The 1989 24 Hours of Le Mans saw not one, not two, not three, but seven factory teams competing for victory, a high point for prototype racing. And the car that won it, well, was not the Jaguar XJR-9. But there is a good reason to adore it. Two, really.
I shouldn’t denigrate the XJR-9. First of all, it recorded the highest top speed of the race, the last one run without chicanes on the endless Mulsanne Straight: 241 miles per hour, versus the Sauber C9’s 248 in practice.
And the XJR-9 won the 1988 Le Mans, breaking Porsche’s stranglehold on the Group C era. Jag would win again in 1990, too, for what it’s worth.

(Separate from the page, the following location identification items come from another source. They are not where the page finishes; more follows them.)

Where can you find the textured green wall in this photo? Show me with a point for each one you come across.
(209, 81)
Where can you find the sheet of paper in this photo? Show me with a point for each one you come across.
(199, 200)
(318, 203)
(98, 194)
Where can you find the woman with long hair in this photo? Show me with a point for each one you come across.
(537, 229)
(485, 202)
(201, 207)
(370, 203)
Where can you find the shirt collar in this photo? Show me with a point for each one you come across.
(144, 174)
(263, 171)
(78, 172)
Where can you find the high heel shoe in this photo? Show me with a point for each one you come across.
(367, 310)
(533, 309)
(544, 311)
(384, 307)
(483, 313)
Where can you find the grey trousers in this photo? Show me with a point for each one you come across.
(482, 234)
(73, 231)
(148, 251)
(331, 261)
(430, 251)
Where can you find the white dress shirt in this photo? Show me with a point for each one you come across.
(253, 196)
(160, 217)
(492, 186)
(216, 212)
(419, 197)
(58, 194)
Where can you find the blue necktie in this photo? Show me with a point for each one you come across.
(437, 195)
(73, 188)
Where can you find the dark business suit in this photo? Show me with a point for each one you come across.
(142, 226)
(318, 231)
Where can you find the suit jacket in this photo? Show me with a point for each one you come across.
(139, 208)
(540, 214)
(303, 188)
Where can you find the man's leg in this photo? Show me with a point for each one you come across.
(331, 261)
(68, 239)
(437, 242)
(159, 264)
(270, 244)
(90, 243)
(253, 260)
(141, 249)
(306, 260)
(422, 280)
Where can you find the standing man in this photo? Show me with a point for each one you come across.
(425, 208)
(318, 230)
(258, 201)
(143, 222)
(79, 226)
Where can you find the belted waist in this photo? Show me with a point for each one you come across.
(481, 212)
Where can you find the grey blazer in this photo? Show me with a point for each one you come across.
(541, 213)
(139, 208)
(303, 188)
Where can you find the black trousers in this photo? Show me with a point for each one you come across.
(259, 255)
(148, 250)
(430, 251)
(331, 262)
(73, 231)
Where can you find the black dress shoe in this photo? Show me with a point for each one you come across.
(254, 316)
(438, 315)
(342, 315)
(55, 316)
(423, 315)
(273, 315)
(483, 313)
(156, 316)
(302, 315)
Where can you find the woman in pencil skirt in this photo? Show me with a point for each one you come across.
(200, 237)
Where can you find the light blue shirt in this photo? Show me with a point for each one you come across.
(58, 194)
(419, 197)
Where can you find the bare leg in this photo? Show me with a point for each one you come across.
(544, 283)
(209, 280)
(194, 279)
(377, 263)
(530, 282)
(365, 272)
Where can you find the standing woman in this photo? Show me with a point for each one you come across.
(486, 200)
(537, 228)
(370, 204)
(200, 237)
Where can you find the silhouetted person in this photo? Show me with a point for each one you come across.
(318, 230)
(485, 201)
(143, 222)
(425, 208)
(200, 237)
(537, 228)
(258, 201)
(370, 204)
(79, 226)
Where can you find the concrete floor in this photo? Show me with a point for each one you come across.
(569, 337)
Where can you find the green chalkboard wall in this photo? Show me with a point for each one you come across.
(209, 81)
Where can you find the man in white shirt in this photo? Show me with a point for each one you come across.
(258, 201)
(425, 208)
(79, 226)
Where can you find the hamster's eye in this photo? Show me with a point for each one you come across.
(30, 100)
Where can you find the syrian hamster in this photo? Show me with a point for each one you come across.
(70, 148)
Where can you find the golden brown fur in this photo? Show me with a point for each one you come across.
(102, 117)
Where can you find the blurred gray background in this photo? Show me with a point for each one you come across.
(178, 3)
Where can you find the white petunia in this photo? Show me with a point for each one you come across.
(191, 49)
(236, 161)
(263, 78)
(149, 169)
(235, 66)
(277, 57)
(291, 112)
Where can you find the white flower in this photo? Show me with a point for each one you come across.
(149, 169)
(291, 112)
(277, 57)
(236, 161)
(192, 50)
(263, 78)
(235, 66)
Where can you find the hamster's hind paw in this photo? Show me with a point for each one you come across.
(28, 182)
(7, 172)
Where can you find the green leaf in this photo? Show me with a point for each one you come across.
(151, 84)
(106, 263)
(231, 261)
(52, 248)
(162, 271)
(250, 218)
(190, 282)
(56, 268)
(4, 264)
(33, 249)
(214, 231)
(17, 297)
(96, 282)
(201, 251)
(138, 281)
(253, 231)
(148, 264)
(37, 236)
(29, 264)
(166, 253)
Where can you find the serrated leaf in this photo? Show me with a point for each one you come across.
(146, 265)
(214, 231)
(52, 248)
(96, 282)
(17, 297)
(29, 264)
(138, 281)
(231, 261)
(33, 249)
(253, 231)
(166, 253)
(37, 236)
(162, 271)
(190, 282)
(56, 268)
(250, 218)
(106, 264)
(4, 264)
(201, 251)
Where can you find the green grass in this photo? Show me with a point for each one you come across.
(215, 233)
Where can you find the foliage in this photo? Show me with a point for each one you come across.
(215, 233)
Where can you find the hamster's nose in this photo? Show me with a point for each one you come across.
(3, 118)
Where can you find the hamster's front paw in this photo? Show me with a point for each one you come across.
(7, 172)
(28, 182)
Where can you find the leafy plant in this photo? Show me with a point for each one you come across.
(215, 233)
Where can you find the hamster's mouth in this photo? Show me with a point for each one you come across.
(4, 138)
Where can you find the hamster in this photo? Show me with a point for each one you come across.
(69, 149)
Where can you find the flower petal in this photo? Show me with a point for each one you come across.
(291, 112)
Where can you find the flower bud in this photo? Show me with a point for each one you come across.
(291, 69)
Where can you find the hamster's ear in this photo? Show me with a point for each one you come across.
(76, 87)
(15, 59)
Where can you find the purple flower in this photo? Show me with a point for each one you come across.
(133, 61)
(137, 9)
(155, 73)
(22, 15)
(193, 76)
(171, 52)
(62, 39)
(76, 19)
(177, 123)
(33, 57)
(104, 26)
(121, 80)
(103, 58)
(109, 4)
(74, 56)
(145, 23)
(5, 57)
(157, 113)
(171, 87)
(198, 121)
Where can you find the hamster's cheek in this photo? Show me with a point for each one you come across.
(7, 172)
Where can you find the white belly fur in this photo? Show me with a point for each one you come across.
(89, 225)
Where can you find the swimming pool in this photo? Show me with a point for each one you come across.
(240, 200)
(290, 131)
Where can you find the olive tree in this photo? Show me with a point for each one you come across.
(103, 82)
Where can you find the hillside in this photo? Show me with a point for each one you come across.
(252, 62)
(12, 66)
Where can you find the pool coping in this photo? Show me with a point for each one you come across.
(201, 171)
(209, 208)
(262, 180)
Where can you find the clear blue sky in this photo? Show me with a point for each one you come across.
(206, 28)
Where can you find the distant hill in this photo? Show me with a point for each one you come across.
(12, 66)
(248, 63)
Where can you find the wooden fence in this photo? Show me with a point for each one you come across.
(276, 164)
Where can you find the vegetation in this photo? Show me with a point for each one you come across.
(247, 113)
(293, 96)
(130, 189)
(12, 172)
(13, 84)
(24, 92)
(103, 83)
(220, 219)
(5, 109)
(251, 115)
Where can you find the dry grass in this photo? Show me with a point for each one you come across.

but one should love the Jag XJR-9 for getting it done with a hulking 7.0-liter production-based V12 behind the driver. Just a gigantic lump of engine with a seat strapped to the front of it. No turbos, no nothing. It was even single-overhead-cam. Only once did Jag run a DOHC version, but drivers complained that the added weight high up on the engine was more of a hinderance than not.
These were very modern, high-downforce cars, digital and up-to-date for the ‘80s, but there is something classic to them. All motor kinds of cars.
That and they had spats on the rear wheels. It was for aero efficiency, but c’mon. They just look so right.